The Catalina Chamber Orchestra includes some members who also play in the Tucson Symphony or Arizona Opera Orchestra, as well as music teachers, retirees from the UA and TSO and other enthusiasts.
Lasansky has good reason to want to professionalize his semi-pro orchestra, and better reward the players for their work; the Catalina Chamber Orchestra may present only a five-concert season, but alongside standard items by Beethoven and Bach, it plays a great deal of music by living composers, many of them living in Tucson. Some musicians may be able to play certain pieces by Beethoven and Bach in their sleep, but preparing unfamiliar new music takes work.
"Because we pay so little, it's hard to be stringent about attendance," Lasansky says. "The players do the best they can to come to as many rehearsals as possible, but sometimes if they have a conflict, you can't blame them for going somewhere else." Lasansky shouldn't feel too bad about that; even at the Vienna Philharmonic and Vienna State Opera Orchestra, it's never certain that all the musicians at a performance actually showed up for rehearsals.
Last season, the Tucson Symphony Orchestra got a lot of attention for commissioning and premiering nine concert openers of five to 10 minutes each. The Catalina Chamber Orchestra routinely performs far more substantial new compositions than that. Consider the repertory for the coming season.
The opening concert, Nov. 14, compares and contrasts two 18th-century works--Bach's Brandenburg Concerto No. 4 and Haydn's Violin Concerto in C with soloist Mark Rush, of the UA music faculty--with two seminal works of the 20th century, Stravinsky's "Dumbarton Oaks" Concerto and Webern's compact Symphony. "These pieces are similar structurally and theoretically," explains Lasansky, "so we hope to show how modern music, which can seem daunting and complex, evolved from classical works." By Catalina Chamber Orchestra standards, that's conservative programming.

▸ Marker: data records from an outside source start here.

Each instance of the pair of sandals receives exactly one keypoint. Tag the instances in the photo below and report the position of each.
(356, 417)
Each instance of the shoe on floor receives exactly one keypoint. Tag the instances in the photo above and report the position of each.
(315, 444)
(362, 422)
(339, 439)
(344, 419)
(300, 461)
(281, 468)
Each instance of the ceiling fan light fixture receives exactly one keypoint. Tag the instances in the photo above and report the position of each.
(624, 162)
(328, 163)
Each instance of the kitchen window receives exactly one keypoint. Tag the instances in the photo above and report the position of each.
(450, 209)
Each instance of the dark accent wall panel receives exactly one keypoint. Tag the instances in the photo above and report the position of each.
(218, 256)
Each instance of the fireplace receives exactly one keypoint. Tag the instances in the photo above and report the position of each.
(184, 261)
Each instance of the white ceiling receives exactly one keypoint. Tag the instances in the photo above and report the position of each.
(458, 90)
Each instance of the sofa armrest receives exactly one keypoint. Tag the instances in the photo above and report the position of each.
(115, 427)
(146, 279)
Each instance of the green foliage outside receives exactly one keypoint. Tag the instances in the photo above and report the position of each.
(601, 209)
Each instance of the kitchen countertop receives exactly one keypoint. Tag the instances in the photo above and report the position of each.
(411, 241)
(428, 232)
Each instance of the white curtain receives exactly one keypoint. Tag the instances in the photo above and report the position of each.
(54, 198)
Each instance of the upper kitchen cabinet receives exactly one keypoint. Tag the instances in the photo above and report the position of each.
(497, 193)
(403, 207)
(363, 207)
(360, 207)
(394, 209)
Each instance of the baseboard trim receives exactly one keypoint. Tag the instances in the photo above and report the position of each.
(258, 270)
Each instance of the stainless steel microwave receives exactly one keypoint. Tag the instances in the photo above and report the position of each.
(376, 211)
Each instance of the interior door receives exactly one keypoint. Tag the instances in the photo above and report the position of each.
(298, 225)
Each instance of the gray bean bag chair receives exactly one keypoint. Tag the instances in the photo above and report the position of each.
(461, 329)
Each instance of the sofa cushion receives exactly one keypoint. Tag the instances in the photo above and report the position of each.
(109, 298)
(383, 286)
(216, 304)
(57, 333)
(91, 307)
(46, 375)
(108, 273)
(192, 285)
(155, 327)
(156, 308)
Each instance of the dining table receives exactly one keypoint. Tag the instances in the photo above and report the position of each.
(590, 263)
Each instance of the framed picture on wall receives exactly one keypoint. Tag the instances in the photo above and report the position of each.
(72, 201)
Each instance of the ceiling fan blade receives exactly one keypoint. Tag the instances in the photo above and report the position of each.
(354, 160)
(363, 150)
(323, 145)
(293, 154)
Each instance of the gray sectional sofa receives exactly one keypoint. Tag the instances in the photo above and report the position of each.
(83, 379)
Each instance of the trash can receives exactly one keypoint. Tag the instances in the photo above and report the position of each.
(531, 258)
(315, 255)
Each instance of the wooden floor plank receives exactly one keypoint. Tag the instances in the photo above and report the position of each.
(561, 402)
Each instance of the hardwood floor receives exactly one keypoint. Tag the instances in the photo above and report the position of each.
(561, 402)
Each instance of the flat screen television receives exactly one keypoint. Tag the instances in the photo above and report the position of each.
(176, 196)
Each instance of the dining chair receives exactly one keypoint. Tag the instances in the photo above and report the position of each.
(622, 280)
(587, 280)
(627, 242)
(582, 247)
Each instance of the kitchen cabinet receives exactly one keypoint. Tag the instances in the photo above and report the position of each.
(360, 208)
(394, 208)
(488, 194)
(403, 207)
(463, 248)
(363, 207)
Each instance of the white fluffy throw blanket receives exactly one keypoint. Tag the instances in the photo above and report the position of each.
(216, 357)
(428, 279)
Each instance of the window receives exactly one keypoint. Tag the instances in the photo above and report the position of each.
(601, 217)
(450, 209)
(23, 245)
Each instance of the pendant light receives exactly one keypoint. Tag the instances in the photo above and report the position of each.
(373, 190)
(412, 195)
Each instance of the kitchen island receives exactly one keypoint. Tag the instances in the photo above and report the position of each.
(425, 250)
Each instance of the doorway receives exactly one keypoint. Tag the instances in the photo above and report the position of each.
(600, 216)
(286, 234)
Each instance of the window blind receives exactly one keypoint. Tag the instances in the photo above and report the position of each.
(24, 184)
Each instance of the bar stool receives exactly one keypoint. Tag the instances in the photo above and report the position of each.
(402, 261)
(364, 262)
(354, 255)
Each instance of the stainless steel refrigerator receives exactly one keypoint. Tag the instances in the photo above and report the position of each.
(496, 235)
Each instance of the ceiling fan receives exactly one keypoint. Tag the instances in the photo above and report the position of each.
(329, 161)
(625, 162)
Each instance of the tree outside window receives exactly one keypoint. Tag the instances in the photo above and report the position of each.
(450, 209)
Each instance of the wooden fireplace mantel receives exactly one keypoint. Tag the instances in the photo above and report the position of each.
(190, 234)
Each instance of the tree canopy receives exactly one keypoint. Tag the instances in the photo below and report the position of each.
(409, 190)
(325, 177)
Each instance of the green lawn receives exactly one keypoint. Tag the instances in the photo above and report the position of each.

The holiday concert with the Pima College Choir, Dec. 12, is pretty safe fare, but alongside Christmas carols arranged by John Rutter and music by Corelli and Vaughan Williams will be the Christmas Cantata by Daniel Pinkham, one of America's leading living composers of choral music.
Things get even more interesting on Jan. 16, when Beethoven's Second Symphony and Vaughan Williams' fairly seldom-played Tuba Concerto will be prefaced by two truly rare works: Three Women by Daniel Echeinbaum, who Lasansky discovered in the UA graduate music program, and the Viola Concerto of Philadelphia-based David Finko, a former Soviet nuclear submarine engineer who defected to America in the 1970s. "I was stunned by the power and beauty of the work," says Lasansky. "I want to bring Finko here for the performance."
The season's final regular concert, aside from a free family program in May, falls on March 12. Besides the familiar Shostakovich Piano Concerto No. 1 (with soloist Alexander Tentser) and Respighi's "Ancient Airs and Dances" Suite No. 1, the program will feature the world premiere of Universes Eternal by local composer and electric guitarist Pete Fine. "It's a mammoth, 45-minute work," says Lasansky, "very impressive, and very accessible."
Lasansky declares, "The orchestra has a real niche in this community, so we owe it to everyone to improve the artistic quality and upgrade every other aspect of the organization, like where we play." This season, the group is moving to the acoustically pleasing Proscenium Theater at the Pima Community College Center for the Arts.
Lasansky adds, "We need the community's help to establish the orchestra as a permanent fixture in Tucson's arts community." That means forking over dough and attending concerts, of course, but Lasansky is also looking for volunteers to help out with various tasks; no musical ability required for that.